From: "Austin S. Hemmelgarn" <ahferroin7@gmail.com>
To: Hugo Mills <hugo@carfax.org.uk>, Waxhead <waxhead@online.no>,
Martin Steigerwald <martin@lichtvoll.de>,
linux-btrfs@vger.kernel.org
Subject: Re: Is stability a joke?
Date: Mon, 12 Sep 2016 08:20:20 -0400 [thread overview]
Message-ID: <be04c51d-c35d-39fe-c5f7-a7ab13d72cc5@gmail.com> (raw)

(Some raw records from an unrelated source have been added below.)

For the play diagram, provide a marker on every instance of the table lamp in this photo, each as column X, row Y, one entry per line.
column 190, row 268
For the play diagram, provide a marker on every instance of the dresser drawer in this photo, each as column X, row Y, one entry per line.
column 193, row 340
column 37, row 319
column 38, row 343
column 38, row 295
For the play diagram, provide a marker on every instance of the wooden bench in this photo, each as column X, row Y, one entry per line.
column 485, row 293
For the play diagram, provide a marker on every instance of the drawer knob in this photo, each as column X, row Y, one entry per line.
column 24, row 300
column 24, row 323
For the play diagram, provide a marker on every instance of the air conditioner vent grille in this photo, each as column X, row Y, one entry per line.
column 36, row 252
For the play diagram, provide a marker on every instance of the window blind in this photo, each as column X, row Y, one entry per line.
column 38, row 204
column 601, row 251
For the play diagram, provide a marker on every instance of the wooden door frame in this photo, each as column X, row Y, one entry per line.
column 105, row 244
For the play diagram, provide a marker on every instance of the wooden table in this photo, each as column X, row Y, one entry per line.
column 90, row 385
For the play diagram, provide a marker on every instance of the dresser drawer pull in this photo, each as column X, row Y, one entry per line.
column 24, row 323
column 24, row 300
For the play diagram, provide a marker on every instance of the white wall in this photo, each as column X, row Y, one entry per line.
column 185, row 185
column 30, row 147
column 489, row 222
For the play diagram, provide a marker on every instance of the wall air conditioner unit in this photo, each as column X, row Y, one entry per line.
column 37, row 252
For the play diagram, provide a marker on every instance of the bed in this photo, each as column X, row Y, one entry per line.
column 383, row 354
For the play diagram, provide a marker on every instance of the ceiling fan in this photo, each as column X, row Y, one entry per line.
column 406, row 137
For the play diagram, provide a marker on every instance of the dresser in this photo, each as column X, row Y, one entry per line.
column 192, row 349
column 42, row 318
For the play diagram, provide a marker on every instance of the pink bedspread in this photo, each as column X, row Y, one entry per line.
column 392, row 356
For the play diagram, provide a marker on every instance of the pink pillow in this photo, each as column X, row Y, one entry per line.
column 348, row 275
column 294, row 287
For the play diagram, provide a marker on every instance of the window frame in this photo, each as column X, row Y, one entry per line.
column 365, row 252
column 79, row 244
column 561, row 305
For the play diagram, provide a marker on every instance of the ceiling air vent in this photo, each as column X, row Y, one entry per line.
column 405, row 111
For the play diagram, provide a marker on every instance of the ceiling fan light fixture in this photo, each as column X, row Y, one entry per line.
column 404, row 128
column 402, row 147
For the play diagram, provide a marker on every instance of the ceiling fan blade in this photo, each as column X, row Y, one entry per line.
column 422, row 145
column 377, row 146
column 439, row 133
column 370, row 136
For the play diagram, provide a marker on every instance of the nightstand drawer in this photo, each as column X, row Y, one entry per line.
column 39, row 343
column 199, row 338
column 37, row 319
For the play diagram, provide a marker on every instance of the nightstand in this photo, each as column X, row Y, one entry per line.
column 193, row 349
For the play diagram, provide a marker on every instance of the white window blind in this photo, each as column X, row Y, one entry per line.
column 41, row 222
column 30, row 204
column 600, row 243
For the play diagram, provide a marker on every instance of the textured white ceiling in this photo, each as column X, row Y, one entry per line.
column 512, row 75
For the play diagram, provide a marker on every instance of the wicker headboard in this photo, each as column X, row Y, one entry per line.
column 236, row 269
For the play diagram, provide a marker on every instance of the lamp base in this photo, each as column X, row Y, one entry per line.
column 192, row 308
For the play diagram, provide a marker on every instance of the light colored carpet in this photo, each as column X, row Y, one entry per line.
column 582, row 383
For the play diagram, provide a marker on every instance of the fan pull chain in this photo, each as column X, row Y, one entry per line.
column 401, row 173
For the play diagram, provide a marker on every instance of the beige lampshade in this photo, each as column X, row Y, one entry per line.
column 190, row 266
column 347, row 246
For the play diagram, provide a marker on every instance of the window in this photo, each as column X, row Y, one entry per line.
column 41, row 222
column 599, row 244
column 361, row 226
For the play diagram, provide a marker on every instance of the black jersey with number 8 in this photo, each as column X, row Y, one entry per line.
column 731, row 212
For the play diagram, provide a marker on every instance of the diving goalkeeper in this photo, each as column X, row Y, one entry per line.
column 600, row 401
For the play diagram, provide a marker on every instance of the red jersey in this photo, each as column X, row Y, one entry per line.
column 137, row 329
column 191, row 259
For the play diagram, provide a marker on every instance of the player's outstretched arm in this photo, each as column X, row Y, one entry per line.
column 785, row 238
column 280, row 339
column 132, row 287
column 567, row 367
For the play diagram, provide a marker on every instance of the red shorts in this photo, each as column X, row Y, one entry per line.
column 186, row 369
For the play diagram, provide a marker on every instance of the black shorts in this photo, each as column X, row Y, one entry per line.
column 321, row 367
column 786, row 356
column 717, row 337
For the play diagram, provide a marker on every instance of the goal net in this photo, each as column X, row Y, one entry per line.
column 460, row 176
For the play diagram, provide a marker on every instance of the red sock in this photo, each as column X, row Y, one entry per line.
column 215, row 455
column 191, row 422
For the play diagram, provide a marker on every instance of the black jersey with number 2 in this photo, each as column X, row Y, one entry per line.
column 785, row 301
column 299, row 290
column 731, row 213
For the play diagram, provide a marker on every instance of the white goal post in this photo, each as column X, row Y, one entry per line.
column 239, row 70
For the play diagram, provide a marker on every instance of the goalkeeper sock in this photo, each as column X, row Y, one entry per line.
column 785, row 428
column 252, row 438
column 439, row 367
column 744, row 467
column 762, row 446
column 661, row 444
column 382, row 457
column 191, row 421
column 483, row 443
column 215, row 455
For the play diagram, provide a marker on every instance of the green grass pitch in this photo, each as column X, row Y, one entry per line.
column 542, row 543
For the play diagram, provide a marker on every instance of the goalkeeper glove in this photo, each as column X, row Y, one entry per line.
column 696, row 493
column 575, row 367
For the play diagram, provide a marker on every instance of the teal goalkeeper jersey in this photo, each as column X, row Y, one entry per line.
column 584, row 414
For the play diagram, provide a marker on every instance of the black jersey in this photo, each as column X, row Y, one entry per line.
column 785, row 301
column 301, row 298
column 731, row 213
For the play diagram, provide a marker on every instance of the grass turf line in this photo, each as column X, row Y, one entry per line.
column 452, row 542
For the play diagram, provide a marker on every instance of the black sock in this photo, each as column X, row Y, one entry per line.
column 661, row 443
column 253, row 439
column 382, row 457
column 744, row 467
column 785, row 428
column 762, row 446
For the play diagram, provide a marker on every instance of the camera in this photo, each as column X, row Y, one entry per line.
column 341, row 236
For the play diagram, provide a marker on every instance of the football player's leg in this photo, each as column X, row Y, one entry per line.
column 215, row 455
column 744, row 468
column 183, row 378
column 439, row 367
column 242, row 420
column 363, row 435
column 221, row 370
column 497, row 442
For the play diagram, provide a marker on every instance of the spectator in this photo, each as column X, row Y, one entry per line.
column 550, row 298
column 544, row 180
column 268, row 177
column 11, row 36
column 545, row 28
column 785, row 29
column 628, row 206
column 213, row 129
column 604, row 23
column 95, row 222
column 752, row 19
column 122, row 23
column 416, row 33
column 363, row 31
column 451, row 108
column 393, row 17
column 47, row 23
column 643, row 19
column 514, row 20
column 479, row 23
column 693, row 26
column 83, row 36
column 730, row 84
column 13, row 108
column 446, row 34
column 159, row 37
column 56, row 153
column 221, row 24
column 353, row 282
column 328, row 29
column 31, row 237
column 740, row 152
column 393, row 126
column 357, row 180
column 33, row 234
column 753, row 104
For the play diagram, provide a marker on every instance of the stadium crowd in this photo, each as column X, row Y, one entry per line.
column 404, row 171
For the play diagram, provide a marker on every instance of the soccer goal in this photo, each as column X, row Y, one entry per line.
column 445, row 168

In-Reply-To: <20160911130221.GE7138@carfax.org.uk>
On 2016-09-11 09:02, Hugo Mills wrote:
> On Sun, Sep 11, 2016 at 02:39:14PM +0200, Waxhead wrote:
>> Martin Steigerwald wrote:
>>> Am Sonntag, 11. September 2016, 13:43:59 CEST schrieb Martin Steigerwald:
>>>>>> Thing is: This just seems to be when has a feature been implemented
>>>>>> matrix.
>>>>>> Not when it is considered to be stable. I think this could be done with
>>>>>> colors or so. Like red for not supported, yellow for implemented and
>>>>>> green for production ready.
>>>>> Exactly, just like the Nouveau matrix. It clearly shows what you can
>>>>> expect from it.
>>> I mentioned this matrix as a good *starting* point. And I think it would be
>>> easy to extent it:
>>>
>>> Just add another column called "Production ready". Then research / ask about
>>> production stability of each feature. The only challenge is: Who is
>>> authoritative on that? I´d certainly ask the developer of a feature, but I´d
>>> also consider user reports to some extent.
>>>
>>> Maybe thats the real challenge.
>>>
>>> If you wish, I´d go through each feature there and give my own estimation. But
>>> I think there are others who are deeper into this.

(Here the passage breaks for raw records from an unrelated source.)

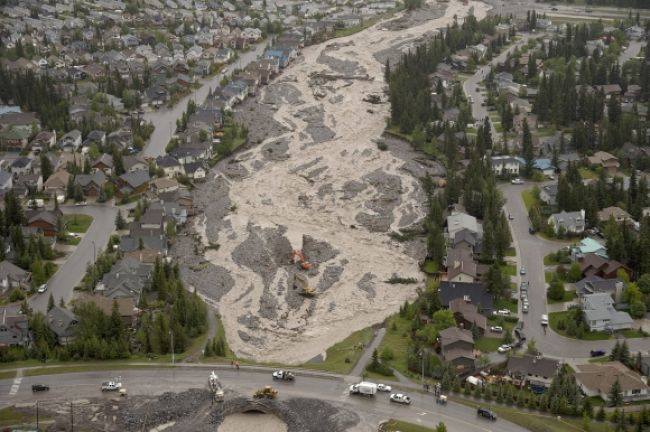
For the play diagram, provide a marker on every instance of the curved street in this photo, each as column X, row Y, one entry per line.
column 531, row 250
column 71, row 272
column 332, row 388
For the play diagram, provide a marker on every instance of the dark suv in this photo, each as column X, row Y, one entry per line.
column 484, row 412
column 40, row 387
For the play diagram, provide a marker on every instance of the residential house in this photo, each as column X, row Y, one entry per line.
column 593, row 264
column 57, row 183
column 457, row 347
column 104, row 164
column 507, row 165
column 14, row 139
column 126, row 279
column 586, row 246
column 597, row 379
column 169, row 165
column 595, row 284
column 46, row 220
column 467, row 315
column 568, row 222
column 43, row 141
column 14, row 330
column 126, row 306
column 164, row 184
column 71, row 141
column 6, row 181
column 532, row 370
column 196, row 171
column 605, row 160
column 473, row 293
column 458, row 221
column 600, row 314
column 21, row 166
column 548, row 194
column 618, row 214
column 91, row 184
column 133, row 182
column 63, row 323
column 12, row 276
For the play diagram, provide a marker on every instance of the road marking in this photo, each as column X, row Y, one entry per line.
column 15, row 386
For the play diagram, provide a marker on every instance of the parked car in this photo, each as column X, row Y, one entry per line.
column 502, row 312
column 504, row 348
column 484, row 412
column 597, row 353
column 400, row 398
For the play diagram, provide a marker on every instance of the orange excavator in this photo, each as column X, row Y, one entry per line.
column 299, row 258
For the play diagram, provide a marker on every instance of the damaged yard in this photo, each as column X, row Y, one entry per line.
column 317, row 184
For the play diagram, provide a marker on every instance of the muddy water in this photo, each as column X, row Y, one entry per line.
column 251, row 422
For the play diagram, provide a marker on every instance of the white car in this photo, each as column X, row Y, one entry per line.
column 400, row 398
column 504, row 348
column 502, row 312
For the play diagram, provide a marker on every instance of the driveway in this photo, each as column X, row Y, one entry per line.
column 73, row 269
column 531, row 250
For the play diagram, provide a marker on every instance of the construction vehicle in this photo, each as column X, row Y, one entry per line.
column 301, row 283
column 266, row 392
column 283, row 375
column 298, row 258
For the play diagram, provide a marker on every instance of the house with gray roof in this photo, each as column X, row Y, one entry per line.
column 569, row 222
column 63, row 323
column 600, row 314
column 14, row 330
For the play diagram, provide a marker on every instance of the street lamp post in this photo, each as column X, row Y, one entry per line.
column 171, row 333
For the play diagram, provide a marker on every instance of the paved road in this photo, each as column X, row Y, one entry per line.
column 423, row 410
column 530, row 252
column 164, row 119
column 72, row 271
column 479, row 112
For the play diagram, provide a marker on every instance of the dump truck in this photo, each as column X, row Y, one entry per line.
column 266, row 392
column 364, row 388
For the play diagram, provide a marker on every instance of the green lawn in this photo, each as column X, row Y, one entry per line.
column 536, row 422
column 529, row 198
column 587, row 174
column 397, row 340
column 401, row 426
column 486, row 344
column 511, row 304
column 77, row 223
column 350, row 348
column 509, row 269
column 568, row 296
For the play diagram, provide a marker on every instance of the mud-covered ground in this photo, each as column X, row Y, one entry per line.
column 313, row 179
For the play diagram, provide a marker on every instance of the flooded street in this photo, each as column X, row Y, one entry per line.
column 164, row 119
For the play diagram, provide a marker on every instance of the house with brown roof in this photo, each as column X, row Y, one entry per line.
column 457, row 347
column 467, row 315
column 617, row 213
column 606, row 161
column 47, row 221
column 596, row 379
column 532, row 370
column 595, row 265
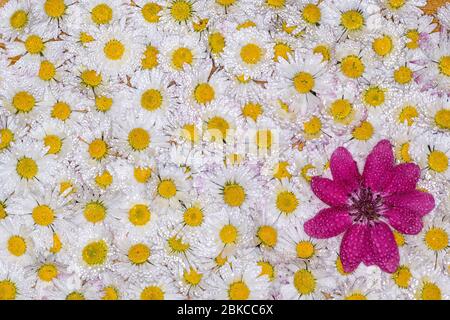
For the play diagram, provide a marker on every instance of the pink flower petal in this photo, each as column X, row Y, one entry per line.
column 353, row 247
column 405, row 221
column 419, row 202
column 404, row 178
column 378, row 165
column 344, row 169
column 329, row 191
column 328, row 223
column 384, row 247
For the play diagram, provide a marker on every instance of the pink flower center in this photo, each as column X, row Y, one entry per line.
column 365, row 205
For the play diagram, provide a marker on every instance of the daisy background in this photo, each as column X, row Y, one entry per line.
column 177, row 140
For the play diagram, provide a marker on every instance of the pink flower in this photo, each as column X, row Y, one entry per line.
column 366, row 207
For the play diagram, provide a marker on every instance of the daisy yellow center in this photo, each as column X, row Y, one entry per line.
column 287, row 202
column 57, row 244
column 436, row 239
column 204, row 93
column 438, row 161
column 181, row 56
column 47, row 272
column 228, row 234
column 352, row 20
column 408, row 114
column 47, row 70
column 340, row 267
column 281, row 50
column 85, row 38
column 151, row 100
column 356, row 296
column 95, row 253
column 23, row 102
column 142, row 174
column 181, row 10
column 27, row 168
column 430, row 291
column 340, row 109
column 303, row 82
column 352, row 66
column 103, row 103
column 139, row 253
column 402, row 277
column 304, row 282
column 313, row 126
column 177, row 245
column 276, row 3
column 53, row 143
column 403, row 75
column 193, row 216
column 311, row 13
column 234, row 194
column 139, row 215
column 18, row 19
column 305, row 249
column 444, row 65
column 268, row 235
column 75, row 296
column 104, row 180
column 242, row 79
column 396, row 4
column 34, row 44
column 266, row 270
column 363, row 132
column 192, row 277
column 139, row 139
column 324, row 51
column 91, row 78
column 252, row 110
column 216, row 42
column 220, row 261
column 167, row 189
column 101, row 14
column 114, row 49
column 61, row 111
column 8, row 290
column 152, row 293
column 264, row 139
column 281, row 170
column 404, row 152
column 383, row 45
column 98, row 149
column 150, row 58
column 17, row 246
column 110, row 293
column 55, row 8
column 374, row 96
column 94, row 212
column 413, row 36
column 238, row 291
column 251, row 53
column 218, row 127
column 150, row 11
column 6, row 137
column 43, row 215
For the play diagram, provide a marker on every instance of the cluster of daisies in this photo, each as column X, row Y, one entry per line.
column 164, row 149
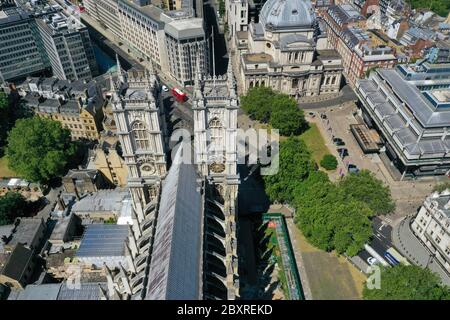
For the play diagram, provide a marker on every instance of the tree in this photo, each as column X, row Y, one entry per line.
column 408, row 283
column 329, row 162
column 257, row 103
column 10, row 110
column 286, row 116
column 222, row 8
column 280, row 110
column 39, row 149
column 366, row 188
column 294, row 166
column 4, row 119
column 12, row 205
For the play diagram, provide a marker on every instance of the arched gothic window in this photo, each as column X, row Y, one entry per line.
column 141, row 136
column 217, row 137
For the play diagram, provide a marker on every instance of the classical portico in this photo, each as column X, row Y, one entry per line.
column 281, row 52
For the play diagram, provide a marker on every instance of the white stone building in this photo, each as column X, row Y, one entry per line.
column 171, row 41
column 280, row 51
column 237, row 16
column 106, row 12
column 186, row 44
column 432, row 226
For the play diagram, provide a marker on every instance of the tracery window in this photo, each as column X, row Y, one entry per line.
column 141, row 136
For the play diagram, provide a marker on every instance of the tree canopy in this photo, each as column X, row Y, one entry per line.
column 365, row 187
column 332, row 216
column 4, row 119
column 39, row 149
column 441, row 186
column 329, row 162
column 12, row 205
column 295, row 165
column 279, row 110
column 408, row 283
column 10, row 111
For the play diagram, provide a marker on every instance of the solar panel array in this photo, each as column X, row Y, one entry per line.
column 102, row 240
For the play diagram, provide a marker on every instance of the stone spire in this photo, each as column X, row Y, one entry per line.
column 230, row 80
column 119, row 69
column 113, row 89
column 197, row 85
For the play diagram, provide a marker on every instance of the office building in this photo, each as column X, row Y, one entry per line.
column 186, row 45
column 432, row 226
column 22, row 52
column 68, row 47
column 408, row 105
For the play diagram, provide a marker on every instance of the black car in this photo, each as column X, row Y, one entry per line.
column 338, row 142
column 343, row 152
column 352, row 168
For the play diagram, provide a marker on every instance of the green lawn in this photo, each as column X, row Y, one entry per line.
column 315, row 142
column 5, row 172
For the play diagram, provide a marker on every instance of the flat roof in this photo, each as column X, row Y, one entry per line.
column 102, row 240
column 185, row 28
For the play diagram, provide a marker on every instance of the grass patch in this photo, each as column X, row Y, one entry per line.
column 5, row 172
column 330, row 277
column 315, row 143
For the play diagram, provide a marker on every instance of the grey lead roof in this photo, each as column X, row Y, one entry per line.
column 287, row 14
column 175, row 271
column 59, row 291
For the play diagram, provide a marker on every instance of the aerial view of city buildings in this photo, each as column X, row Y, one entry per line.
column 224, row 150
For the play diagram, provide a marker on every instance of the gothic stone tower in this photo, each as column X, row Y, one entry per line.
column 140, row 126
column 215, row 106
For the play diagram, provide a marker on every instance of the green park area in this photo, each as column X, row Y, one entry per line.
column 5, row 172
column 330, row 277
column 315, row 143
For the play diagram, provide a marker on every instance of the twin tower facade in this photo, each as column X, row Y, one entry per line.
column 140, row 120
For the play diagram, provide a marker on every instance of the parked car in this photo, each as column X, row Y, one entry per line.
column 352, row 168
column 343, row 152
column 371, row 261
column 338, row 142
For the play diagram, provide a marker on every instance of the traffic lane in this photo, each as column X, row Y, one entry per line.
column 381, row 239
column 382, row 227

>> That is exactly the same reason I don't edit the wiki myself. I
>> could of course get it started and hopefully someone will correct
>> what I write, but I feel that if I start this off I don't have deep
>> enough knowledge to do a proper start. Perhaps I will change my mind
>> about this.
>
> Given that nobody else has done it yet, what are the odds that
> someone else will step up to do it now? I would say that you should at
> least try. Yes, you don't have as much knowledge as some others, but
> if you keep working at it, you'll gain that knowledge. Yes, you'll
> probably get it wrong to start with, but you probably won't get it
> *very* wrong. You'll probably get it horribly wrong at some point, but
> even the more knowledgable people you're deferring to didn't identify
> the problems with parity RAID until Zygo and Austin and Chris (and
> others) put in the work to pin down the exact issues.
FWIW, here's a list of what I personally consider stable (as in, I'm
willing to bet against reduced uptime to use this stuff on production
systems at work and personal systems at home):
1. Single device mode, including DUP data profiles on single device
without mixed-bg.
2. Multi-device raid0, raid1, and raid10 profiles with symmetrical
devices (all devices are the same size).
3. Multi-device single profiles with asymmetrical devices.

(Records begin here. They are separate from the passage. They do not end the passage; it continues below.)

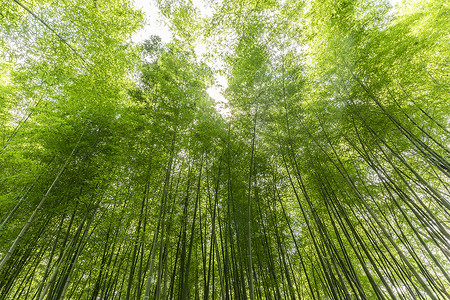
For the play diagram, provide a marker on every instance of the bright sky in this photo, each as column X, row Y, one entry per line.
column 154, row 25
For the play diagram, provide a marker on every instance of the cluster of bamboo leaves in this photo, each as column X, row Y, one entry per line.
column 119, row 179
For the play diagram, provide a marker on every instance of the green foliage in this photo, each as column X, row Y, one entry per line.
column 120, row 179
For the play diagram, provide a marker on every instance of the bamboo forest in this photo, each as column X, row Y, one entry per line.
column 321, row 172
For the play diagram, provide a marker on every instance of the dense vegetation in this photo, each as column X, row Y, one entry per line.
column 329, row 179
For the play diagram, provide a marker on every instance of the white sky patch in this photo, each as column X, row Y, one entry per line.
column 154, row 25
column 215, row 92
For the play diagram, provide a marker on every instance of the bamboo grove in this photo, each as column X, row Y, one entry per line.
column 328, row 179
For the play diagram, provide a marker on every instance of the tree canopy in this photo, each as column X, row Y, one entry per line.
column 120, row 178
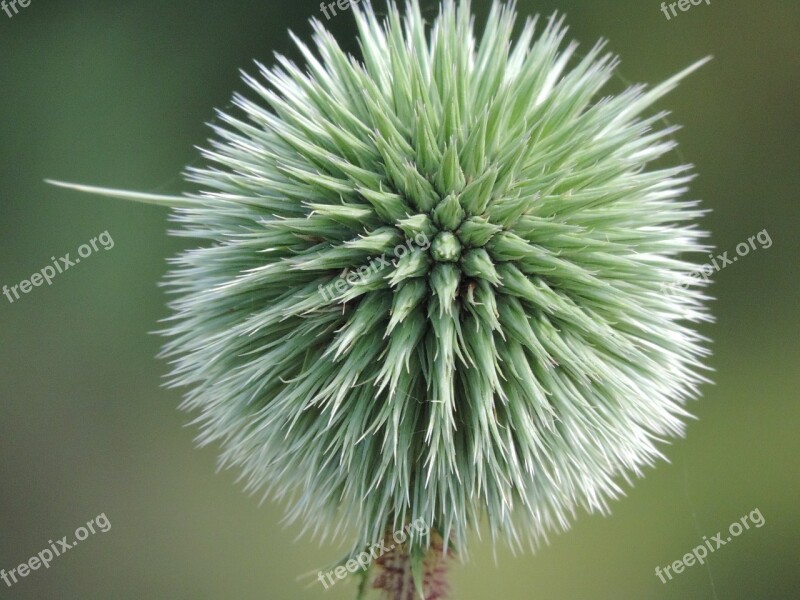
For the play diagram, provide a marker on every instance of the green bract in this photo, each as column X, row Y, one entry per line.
column 433, row 281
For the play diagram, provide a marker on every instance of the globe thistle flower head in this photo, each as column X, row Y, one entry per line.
column 432, row 285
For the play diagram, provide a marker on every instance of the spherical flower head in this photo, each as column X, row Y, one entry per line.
column 440, row 282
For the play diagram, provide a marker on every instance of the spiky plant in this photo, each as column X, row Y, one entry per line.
column 514, row 361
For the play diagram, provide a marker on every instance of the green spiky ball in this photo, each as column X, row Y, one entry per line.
column 516, row 359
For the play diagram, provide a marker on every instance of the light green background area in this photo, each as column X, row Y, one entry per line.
column 117, row 94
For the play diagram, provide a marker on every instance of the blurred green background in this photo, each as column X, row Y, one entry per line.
column 117, row 94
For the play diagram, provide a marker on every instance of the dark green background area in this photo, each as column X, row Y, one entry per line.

4. Small numbers (max double digit) of snapshots, taken at infrequent
intervals (no more than once an hour). I use single snapshots regularly
to get stable images of the filesystem for backups, and I keep hourly
ones of my home directory for about 48 hours.
5. Subvolumes used to isolate parts of a filesystem from snapshots. I
use this regularly to isolate areas of my filesystems from backups.
6. Non-incremental send/receive (no clone source, no parent's, no
deduplication). I use this regularly for cloning virtual machines.
7. Checksumming and scrubs using any of the profiles I've listed above.
8. Defragmentation, including autodefrag.
9. All of the compat_features, including no-holes and skinny-metadata.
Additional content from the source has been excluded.